We find that our earlier observations with respect to due process apply with comparable force to the matter of comity. The instant case does not, so far as we can surmise, involve facts like those of Hall and related cases wherein non-resident defendants were clearly engaging in activities within the forum states. See Hall, supra, (Nevada employee involved in automobile collision with California residents on California highway); Mianecki, supra (Wisconsin parolee in Nevada involved in criminal conduct in Nevada); Wendt, supra (Iowa county involved in contract work in Minnesota). On the contrary, Oregon is performing a regional medical service within its boundaries. Furthermore, assumption of jurisdiction under these facts would impinge unnecessarily upon the harmonious interstate relations which are part and parcel of the spirit of co-operative federalism. Principles of comity, as well as due process, require that we not subject Oregon to the possibility of lawsuits in every state served by its medical testing facilities. To do otherwise could conceivably jeopardize the availability of this service. Contrary to plaintiff's assertions, our unwillingness to assume jurisdiction would not undermine the quality of this service. The Oregon forum is still open to vindicate any claim of negligence on the part of that state's medical laboratory. And, as we emphasized earlier in this opinion, the locus of the alleged negligent warrant consideration of the Oregon forum as the most convenient and efficient for resolution of this claim. Critical evidence and witnesses are located there, and therefore Oregon courts have just as much, if not more, interest in adjudicating this dispute.

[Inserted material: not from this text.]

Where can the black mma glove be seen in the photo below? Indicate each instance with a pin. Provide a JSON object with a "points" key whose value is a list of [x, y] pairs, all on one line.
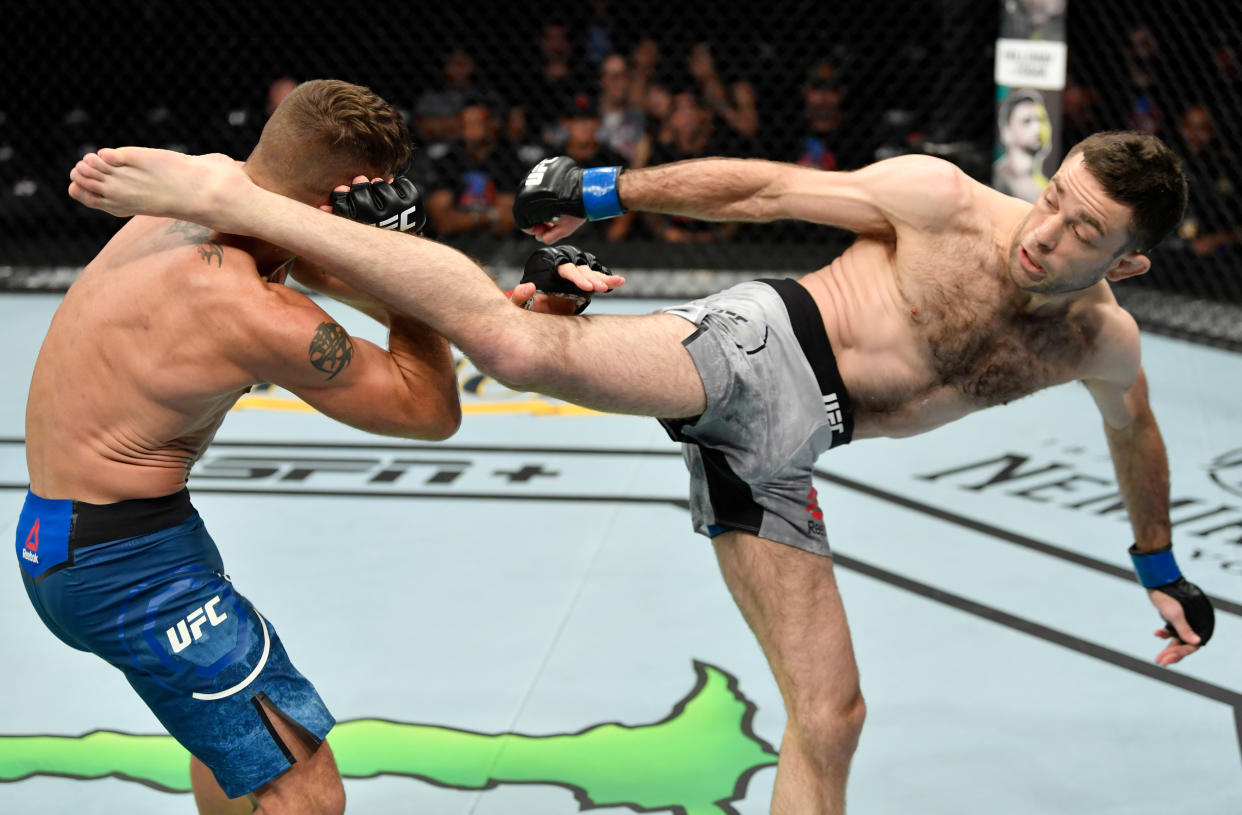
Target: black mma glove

Once again, we note a special emphasis by plaintiff on the fact that Montana has a higher limit on tort liability for negligent acts by public agencies than that adopted by the Oregon legislature, and that plaintiff would therefore receive a more just compensation in Montana. We are reluctant to use this as justification for hauling Oregon before a Montana District Court. We are in no position now to determine what constitutes a "just" award in this case, as there has been no trial on the merits of plaintiff's claim. Moreover, under the facts of this case, assertion of personal jurisdiction would unnecessarily project Montana law onto the alleged acts of another sovereign state. Comity urges us, at least in this instance, to give Oregon courts the opportunity to hear this case under the laws of that state.
In conclusion, we hold that assertion of jurisdiction over Oregon in this case would not comport with principles of due process. The matters considered in our constitutional inquiry also convince us that personal jurisdiction should not be allowed in the interests of comity. Accordingly the judgment of the District Court is affirmed.
MR. CHIEF JUSTICE HASWELL and JUSTICES HARRISON, SHEA, SHEEHY and MORRISON concur.
I concur in the foregoing majority opinion only on the ground that we should decline jurisdiction as a matter of comity.